China’s Coronavirus Death Toll Rises Above 1,500


China’s National Health Commission said Saturday that 143 more people had died from the new coronavirus, bringing the death toll to more than 1,500.

The commission also confirmed another 2,641 new virus cases, but that represented a drop from higher numbers in recent days. The previous day, China reported 5,090 new infections.

China’s government recently changed its methodology for diagnosing and counting new cases, causing a spike in the number of reported cases. Under the new method, doctors can use lung imaging and other analysis to diagnose a patient instead of relying on laboratory testing.

China’s health commission said Saturday that most of the new deaths were in Hubei’s provincial capital of Wuhan, which is where the coronavirus outbreak is believed to have begun.

The total number of confirmed cases in the country stood at 66,492 as of Friday night, with the death toll at 1,523, according the commission.

On Friday, the commission’s vice minister, Zeng Yixin, said 1,716 health workers had also been infected by the coronavirus and six had died.

Probe set

A joint mission with China led by the World Health Organization will launch an investigation this weekend into the coronavirus. WHO Director-General Tedros Adhanom Ghebreyesus told reporters Friday in Geneva that he expected a team to arrive in China this weekend and that “particular attention will be paid to understanding transmission of the virus, the severity of the disease and the impact of ongoing measures.”

Chinese President Xi Jinping called for stronger public health legislation Friday as the country grapples with the outbreak. Xi “stressed the need to strengthen areas of weakness and close loopholes exposed by the current epidemic,” according to China Global Television Network.

In Beijing, city officials were requiring all people returning to the capital to self-quarantine for 14 days.
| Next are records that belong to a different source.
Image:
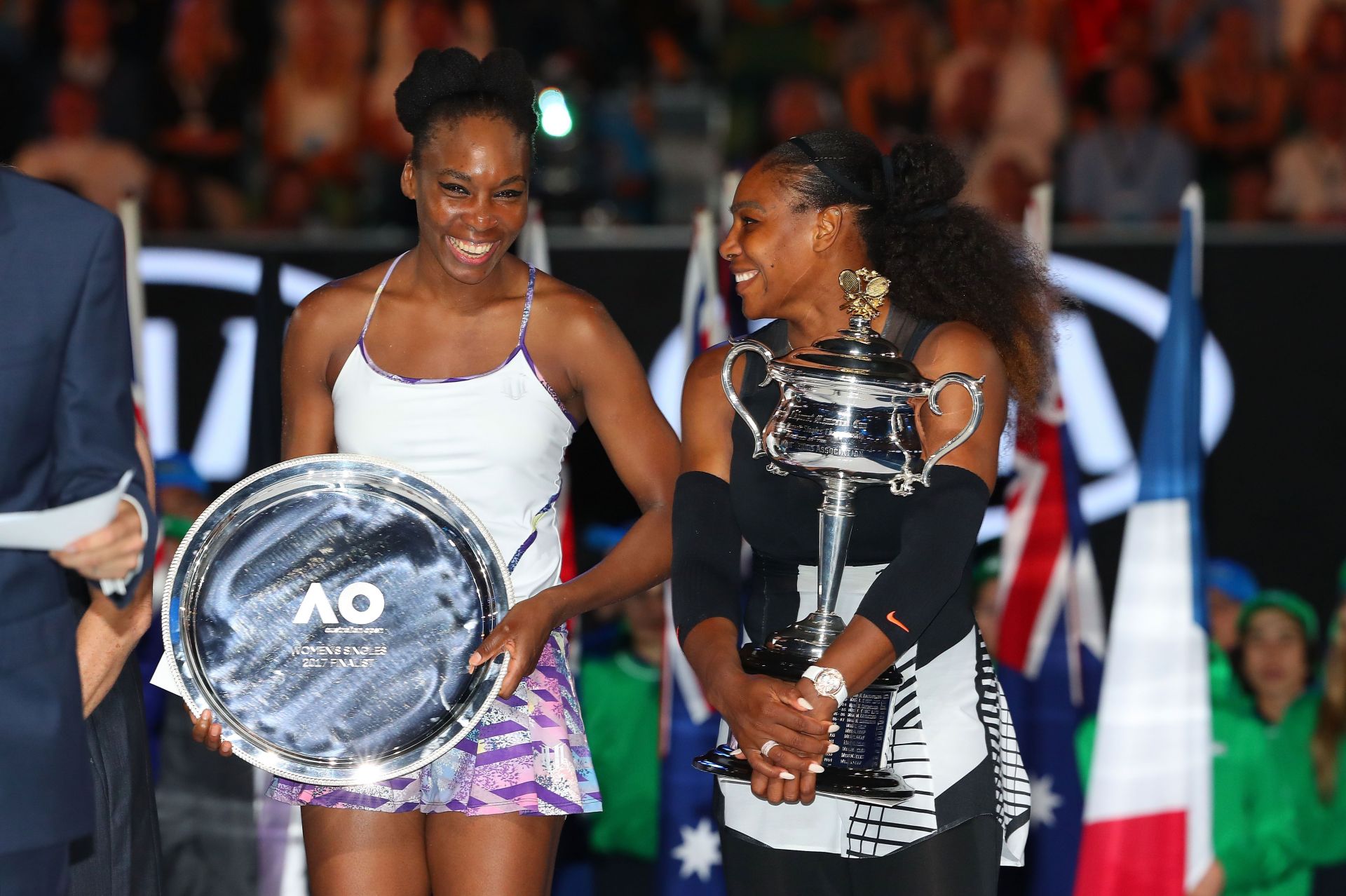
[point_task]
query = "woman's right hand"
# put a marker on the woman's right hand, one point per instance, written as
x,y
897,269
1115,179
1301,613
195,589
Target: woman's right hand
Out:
x,y
759,710
206,731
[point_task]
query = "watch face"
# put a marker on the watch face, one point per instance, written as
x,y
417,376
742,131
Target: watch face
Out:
x,y
829,682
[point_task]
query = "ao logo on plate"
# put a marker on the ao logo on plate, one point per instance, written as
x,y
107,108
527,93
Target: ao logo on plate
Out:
x,y
317,600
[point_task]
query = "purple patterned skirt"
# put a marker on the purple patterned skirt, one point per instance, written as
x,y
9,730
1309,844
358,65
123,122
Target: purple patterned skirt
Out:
x,y
528,755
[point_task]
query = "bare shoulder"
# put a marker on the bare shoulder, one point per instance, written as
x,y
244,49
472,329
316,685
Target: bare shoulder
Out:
x,y
706,369
570,313
959,346
338,306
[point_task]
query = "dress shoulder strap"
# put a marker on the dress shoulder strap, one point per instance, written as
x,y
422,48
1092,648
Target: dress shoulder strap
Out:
x,y
379,292
528,303
908,332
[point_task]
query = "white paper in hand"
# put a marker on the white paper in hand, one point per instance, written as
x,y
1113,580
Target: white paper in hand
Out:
x,y
55,528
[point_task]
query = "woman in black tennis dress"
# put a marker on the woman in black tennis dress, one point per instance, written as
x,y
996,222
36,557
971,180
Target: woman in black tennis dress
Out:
x,y
967,297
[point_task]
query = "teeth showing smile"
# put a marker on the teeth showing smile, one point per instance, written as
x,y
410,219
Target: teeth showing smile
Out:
x,y
473,249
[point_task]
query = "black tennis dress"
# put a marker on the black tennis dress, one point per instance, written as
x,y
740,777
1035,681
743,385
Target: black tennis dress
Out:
x,y
949,730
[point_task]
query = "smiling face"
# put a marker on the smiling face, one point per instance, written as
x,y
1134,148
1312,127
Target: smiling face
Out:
x,y
470,184
1275,654
774,252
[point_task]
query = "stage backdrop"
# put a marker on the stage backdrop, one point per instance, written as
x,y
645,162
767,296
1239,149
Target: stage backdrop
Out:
x,y
1274,300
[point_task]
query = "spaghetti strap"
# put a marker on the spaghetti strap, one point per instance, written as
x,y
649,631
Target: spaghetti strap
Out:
x,y
380,292
528,303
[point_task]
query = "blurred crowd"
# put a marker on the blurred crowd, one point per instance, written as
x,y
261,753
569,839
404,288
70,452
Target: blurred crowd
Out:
x,y
224,115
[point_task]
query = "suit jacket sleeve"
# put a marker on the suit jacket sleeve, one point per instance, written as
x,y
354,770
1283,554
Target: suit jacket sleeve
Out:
x,y
95,421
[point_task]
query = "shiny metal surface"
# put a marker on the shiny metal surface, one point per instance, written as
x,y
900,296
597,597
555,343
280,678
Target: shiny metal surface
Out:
x,y
325,610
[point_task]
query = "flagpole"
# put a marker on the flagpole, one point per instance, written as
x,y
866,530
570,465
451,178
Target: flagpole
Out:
x,y
128,210
1193,208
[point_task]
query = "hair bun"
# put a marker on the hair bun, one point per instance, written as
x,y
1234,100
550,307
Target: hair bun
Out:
x,y
929,175
439,74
The state-run Beijing Daily newspaper reported Friday that those who refused to seclude themselves or who violated other containment rules “will be held accountable under the law.”

Hundreds of passengers aboard the cruise ship Westerdam who were turned away by several Asian countries finally disembarked in Cambodia on Friday after Prime Minister Hun Sen welcomed them. The authoritarian leader, a staunch ally of China’s Xi, handed flowers to them as they cheered and walked to buses while waving to other passengers who remained aboard the ship.

Hun Sen said all the nearly 1,500 passengers would be allowed to disembark after no cases were found aboard.

The outbreak has led to the firing of Jiang Chaoliang as the ruling Communist Party chief in Hubei, days after the province’s top two health officials were removed from their posts. The official Xinhua news agency said former Shanghai Mayor Ying Yong would replace Jiang, who had been criticized by the public for his handling of the outbreak of the COVID-19 virus.

The virus is believed to have emerged late last year at a seafood market in Wuhan that was illegally selling wildlife. Wuhan is the capital of Hubei.

Lockdown in Vietnam

The Vietnamese government ordered the lockdown of a village of 10,000 people Thursday, official media reported, making it the first country other than China to impose a mass quarantine. Checkpoints were established in Son Loi, northwest of the capital, Hanoi. An increase in cases has been reported in Son Loi.

In Japan, officials said an 80-year-old woman who died in a hospital on the outskirts of Tokyo was the nation’s first coronavirus fatality. She was the third person to die of the virus outside China, with the other fatalities occurring in the Philippines and Hong Kong.

The U.S. Centers for Disease Control and Prevention announced Thursday that a 15th case of the coronavirus had been confirmed in the United States. The person, along with other evacuated U.S. citizens, arrived at an Air Force base in San Antonio, Texas, February 7 aboard a State Department-chartered flight from China. The person was being treated at an area hospital.

“There will likely be additional cases in the coming days and weeks, including among other people recently returned from Wuhan,” the CDC said in a statement.

The death toll from the coronavirus is more than twice that of the severe acute respiratory syndrome (SARS) outbreak in 2002-03, which is believed to have killed 774 people and sickened nearly 8,100 in China and Hong Kong.